Yash Gupta is Professor and Dean of The Johns Hopkins Carey Business School.

Sealing grand alliances

CORRECTION TO THIS POST: Part of this from Johns Hopkins business school dean Yash Gupta, was originally published by the Franklin D. Roosevelt Presidential Library and Museum. Information referring to Roosevelt's 1939 state dinner with King George VI information should have been presented as a quotation, with attribution to the museum. The lack of attribution was inadvertent, Gupta says.

As with so many activities and events involving the president, a White House state dinner conveys enormous symbolism. Who is invited? Who isn't invited? Who is sitting near the president? All these things are noticed, and they often have an impact that goes beyond bruising the feelings of those who didn't receive an invitation or who were invited but got seated at the back of the room.

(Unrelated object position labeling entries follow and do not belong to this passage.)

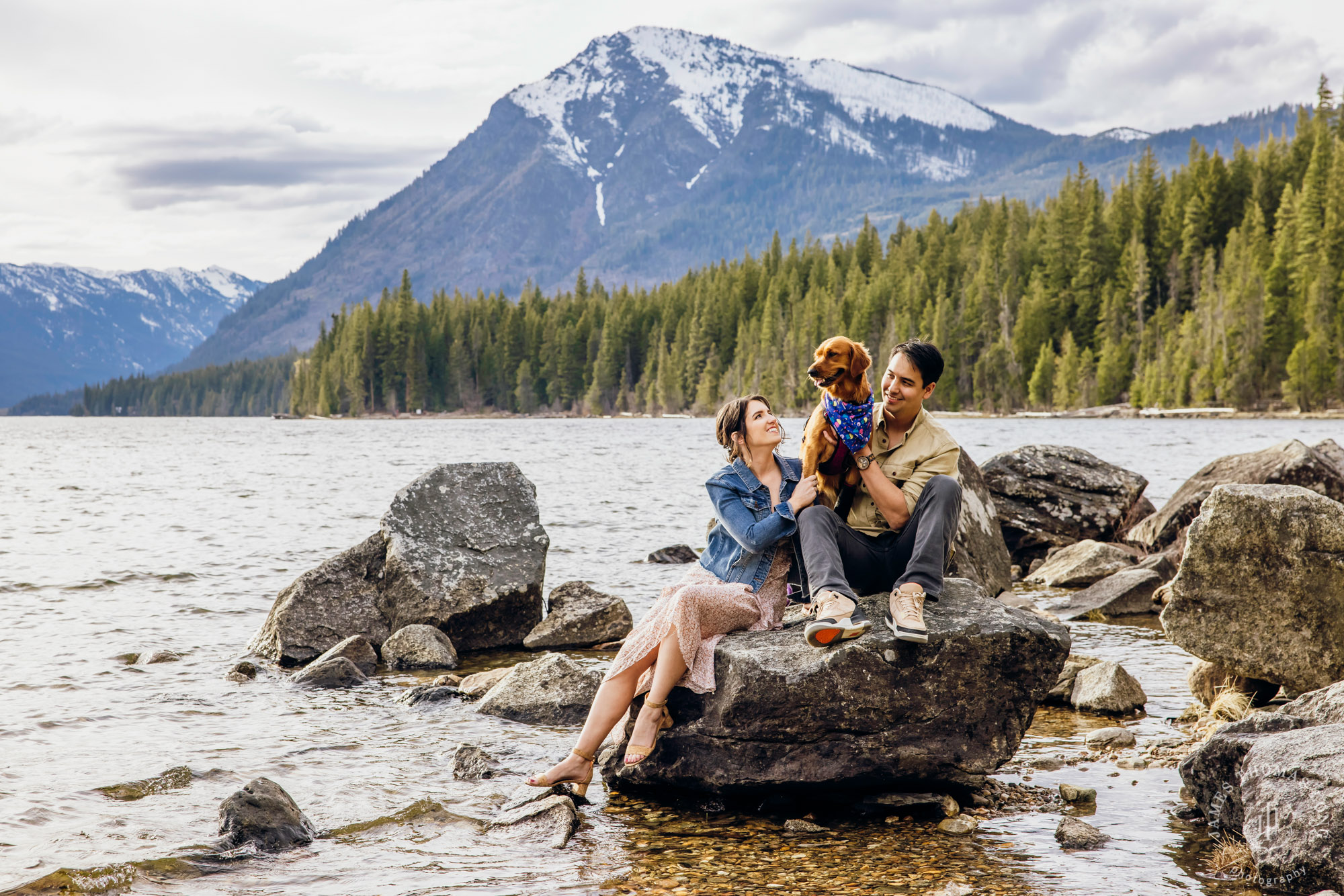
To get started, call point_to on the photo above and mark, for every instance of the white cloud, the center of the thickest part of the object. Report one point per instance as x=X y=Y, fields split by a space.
x=247 y=132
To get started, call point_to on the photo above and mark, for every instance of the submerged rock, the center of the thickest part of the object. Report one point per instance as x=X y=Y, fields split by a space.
x=462 y=549
x=1286 y=464
x=420 y=648
x=876 y=714
x=480 y=683
x=1076 y=834
x=1053 y=496
x=358 y=651
x=264 y=815
x=1080 y=565
x=1208 y=680
x=979 y=550
x=163 y=782
x=550 y=820
x=468 y=762
x=552 y=691
x=1261 y=590
x=675 y=554
x=1105 y=687
x=580 y=617
x=1123 y=593
x=337 y=672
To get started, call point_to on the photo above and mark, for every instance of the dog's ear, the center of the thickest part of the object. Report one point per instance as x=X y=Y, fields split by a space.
x=859 y=361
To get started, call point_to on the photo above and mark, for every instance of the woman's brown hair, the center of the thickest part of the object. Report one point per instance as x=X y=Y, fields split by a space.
x=733 y=418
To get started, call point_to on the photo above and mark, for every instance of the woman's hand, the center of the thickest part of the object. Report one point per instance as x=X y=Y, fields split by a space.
x=804 y=494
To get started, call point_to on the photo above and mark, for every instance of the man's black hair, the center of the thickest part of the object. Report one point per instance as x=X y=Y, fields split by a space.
x=925 y=357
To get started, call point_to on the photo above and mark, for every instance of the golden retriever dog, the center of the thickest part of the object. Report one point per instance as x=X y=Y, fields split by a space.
x=839 y=369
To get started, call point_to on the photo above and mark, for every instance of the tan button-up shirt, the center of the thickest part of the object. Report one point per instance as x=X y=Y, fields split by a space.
x=924 y=452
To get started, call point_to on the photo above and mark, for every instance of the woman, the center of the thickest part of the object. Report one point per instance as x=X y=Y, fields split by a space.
x=740 y=584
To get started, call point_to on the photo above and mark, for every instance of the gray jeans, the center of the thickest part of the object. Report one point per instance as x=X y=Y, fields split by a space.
x=843 y=559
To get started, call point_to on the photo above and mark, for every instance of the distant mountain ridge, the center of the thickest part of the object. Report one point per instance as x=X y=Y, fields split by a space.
x=62 y=327
x=658 y=150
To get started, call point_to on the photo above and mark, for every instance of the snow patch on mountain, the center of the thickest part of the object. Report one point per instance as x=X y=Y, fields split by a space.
x=713 y=81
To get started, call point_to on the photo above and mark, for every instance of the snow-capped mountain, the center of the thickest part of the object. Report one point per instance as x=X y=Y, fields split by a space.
x=62 y=326
x=658 y=150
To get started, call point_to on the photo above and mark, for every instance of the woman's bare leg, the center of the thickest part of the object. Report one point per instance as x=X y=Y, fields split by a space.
x=669 y=671
x=610 y=707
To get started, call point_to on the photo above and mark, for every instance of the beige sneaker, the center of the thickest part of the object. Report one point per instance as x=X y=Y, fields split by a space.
x=839 y=619
x=908 y=623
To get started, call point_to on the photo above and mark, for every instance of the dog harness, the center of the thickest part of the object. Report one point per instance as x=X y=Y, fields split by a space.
x=851 y=422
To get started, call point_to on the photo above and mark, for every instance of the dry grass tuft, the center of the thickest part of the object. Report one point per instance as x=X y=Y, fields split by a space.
x=1232 y=858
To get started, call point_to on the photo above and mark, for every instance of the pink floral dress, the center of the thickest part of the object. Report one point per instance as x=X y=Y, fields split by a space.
x=704 y=611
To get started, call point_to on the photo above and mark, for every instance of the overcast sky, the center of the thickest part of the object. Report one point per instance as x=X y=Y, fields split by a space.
x=245 y=134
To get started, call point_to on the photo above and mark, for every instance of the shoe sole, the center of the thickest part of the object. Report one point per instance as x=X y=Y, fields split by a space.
x=902 y=633
x=825 y=636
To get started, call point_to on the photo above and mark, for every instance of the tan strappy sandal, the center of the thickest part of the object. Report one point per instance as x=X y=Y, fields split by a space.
x=580 y=785
x=644 y=750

These events have strategic importance as well. President Obama is trying to pass major legislation on health care, energy, and other issues, and so an invitation to his administration's first state dinner could go a long way toward softening the stance of a die-hard opponent or two in Congress. This is a different kind of bully pulpit at the president's disposal - one that comes with a lot more flash and glamor than, say, the podium in the press room, and is in its own way a very powerful political tool.

The same kind of chess game takes place in regard to foreign dignitaries who are asked - or not - to the dinner. You can be sure that the foreign leaders of the nations most important to the United States will not go without attention from the president. By the same token, major financial donors won't be left out in the cold when the hundreds of guests gather inside the big heated tent on the South Lawn of the White House.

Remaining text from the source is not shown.